Calling this franchise the 'Sonic Franchise' is a misnomer. These games are a soliloquous dirge mourning the purgatory of a man adrift in a sea of isolation, atop his raft of stubborn spite. A man who, as these games roll on, has come to, or will come to, sacrifice all that he can. His calm. Kindness, Kinship, Love. A Doctor who has given up all hope of inner peace. Who made his mind a sunless space. A scientist who shares his dreams with ghosts. A human who wakes up everyday to an equation he wrote thirty-one years ago to which there is only one conclusion; he is damned for what he does. His anger, his ego, his unwillingness to yield, his eagerness to fight, has set him on a path from which there's no escape.
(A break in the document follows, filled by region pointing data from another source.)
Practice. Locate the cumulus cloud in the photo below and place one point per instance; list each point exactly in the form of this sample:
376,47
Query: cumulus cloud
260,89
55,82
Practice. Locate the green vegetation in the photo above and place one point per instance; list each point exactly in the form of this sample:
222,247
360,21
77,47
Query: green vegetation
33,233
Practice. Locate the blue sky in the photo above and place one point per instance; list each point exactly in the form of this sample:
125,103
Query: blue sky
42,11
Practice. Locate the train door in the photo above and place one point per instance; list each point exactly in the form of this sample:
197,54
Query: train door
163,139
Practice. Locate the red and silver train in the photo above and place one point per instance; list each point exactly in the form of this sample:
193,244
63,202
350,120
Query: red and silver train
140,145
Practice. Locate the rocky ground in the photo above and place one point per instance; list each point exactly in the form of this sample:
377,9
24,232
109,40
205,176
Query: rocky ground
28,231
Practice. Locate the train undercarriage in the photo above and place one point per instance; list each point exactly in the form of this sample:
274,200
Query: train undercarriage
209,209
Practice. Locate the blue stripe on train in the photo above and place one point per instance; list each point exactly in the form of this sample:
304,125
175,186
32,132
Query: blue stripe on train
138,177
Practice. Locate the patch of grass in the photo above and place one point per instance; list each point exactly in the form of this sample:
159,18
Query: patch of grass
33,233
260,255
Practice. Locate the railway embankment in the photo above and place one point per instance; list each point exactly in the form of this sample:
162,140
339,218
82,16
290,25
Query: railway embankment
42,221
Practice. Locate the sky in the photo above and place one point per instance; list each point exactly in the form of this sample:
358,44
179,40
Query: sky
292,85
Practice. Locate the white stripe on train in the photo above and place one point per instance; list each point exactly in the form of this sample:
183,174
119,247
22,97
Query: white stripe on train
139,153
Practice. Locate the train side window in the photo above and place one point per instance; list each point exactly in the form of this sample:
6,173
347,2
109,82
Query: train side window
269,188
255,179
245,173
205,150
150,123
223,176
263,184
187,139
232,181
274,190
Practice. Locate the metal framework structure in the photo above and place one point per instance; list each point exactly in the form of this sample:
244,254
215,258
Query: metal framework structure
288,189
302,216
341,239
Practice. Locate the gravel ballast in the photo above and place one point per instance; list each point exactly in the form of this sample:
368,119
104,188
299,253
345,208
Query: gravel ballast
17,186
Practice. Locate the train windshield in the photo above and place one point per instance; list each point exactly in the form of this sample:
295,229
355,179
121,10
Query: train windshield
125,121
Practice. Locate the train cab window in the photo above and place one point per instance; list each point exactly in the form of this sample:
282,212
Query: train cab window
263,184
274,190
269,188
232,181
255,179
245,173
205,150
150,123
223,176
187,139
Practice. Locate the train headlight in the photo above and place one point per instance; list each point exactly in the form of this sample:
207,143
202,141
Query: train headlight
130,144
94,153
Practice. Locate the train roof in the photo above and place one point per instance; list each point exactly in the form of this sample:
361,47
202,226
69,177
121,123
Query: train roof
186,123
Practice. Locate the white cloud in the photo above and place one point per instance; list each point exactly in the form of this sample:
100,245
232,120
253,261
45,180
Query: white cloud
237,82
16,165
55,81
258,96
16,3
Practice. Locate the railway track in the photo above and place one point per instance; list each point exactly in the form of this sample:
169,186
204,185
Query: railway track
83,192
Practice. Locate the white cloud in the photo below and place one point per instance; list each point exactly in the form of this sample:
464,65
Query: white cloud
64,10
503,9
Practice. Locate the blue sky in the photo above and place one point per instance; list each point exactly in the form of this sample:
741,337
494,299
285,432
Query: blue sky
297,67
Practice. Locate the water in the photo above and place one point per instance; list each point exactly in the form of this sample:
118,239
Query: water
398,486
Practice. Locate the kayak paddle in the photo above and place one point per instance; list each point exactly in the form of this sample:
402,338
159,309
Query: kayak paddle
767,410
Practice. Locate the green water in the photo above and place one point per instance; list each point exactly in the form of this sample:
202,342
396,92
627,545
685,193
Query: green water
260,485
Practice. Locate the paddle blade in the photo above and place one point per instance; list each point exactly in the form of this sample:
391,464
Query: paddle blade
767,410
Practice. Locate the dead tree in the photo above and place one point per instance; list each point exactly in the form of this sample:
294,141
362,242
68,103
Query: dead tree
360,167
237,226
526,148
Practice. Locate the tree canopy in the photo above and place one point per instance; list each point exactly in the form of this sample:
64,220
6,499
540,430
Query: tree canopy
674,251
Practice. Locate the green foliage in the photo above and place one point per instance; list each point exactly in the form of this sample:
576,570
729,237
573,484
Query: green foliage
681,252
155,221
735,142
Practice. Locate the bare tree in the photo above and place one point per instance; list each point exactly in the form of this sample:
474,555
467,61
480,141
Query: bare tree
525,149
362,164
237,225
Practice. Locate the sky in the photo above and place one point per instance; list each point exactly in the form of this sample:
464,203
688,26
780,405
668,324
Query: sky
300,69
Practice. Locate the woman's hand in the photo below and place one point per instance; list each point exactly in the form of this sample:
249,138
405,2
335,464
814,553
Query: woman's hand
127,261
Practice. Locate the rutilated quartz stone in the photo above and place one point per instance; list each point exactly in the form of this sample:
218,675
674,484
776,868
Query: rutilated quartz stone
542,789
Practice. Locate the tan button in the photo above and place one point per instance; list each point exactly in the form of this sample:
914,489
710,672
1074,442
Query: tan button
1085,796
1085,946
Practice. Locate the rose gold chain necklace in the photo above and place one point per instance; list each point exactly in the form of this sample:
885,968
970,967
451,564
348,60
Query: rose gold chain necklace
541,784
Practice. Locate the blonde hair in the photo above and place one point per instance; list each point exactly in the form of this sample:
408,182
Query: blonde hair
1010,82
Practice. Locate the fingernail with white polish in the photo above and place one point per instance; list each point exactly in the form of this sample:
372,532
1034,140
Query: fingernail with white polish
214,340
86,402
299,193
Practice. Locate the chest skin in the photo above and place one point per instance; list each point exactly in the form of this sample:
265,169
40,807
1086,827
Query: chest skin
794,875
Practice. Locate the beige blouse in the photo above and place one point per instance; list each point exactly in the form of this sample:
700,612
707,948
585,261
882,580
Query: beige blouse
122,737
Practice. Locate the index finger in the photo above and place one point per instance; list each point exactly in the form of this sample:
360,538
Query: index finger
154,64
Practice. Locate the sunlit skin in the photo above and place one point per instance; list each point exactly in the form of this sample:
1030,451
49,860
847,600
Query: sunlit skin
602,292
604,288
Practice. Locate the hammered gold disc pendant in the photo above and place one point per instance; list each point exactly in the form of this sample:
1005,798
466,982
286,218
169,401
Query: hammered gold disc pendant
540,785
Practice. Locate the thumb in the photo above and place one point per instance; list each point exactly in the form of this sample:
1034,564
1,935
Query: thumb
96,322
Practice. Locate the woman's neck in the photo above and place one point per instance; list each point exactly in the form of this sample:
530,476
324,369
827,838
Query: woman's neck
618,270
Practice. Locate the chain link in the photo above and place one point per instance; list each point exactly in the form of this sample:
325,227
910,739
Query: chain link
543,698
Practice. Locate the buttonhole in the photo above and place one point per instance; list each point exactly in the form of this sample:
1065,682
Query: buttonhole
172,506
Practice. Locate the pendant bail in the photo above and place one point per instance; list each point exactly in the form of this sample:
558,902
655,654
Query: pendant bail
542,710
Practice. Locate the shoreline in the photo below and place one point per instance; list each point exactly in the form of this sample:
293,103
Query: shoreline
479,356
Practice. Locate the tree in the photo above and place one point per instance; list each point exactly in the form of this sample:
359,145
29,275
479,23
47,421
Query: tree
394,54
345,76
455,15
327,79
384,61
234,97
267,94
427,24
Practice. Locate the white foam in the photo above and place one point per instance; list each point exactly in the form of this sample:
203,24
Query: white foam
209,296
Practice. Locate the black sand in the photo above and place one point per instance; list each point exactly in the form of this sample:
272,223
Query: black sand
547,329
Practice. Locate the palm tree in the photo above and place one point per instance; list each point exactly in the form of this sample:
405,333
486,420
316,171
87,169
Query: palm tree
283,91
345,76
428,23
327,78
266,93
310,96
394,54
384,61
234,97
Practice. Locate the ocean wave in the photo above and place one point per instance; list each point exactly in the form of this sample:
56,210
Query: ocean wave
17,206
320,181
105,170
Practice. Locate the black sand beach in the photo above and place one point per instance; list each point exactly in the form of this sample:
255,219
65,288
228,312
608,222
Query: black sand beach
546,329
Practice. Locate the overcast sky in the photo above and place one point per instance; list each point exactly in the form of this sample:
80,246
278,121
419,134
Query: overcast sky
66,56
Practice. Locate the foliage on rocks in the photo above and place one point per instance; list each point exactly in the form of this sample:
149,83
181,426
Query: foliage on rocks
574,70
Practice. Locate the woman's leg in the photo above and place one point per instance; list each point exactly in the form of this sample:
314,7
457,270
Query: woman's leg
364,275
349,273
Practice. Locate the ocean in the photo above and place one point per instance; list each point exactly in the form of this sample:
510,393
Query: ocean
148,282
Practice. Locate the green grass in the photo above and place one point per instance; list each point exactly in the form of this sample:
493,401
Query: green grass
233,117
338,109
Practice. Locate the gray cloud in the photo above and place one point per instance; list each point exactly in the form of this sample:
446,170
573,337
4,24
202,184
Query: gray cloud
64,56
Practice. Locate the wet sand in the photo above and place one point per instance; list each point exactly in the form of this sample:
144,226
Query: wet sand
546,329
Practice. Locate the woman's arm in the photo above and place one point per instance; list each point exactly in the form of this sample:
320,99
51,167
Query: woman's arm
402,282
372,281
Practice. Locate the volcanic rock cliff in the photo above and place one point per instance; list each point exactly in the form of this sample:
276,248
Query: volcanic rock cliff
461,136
He yearns to be a saviour against injustice without contemplating the cost and by the time he looks down, there's no longer any ground beneath his feet. That is his sacrifice. He's condemned to use the tools of his enemies to defeat them. He burns his decency for someone else's future. He burns his life to make a sunrise that he knows he'll never see. And the ego that started his fight will never have a mirror or an audience or the light of gratitude. And that's what Eggman sacrifices. Everything.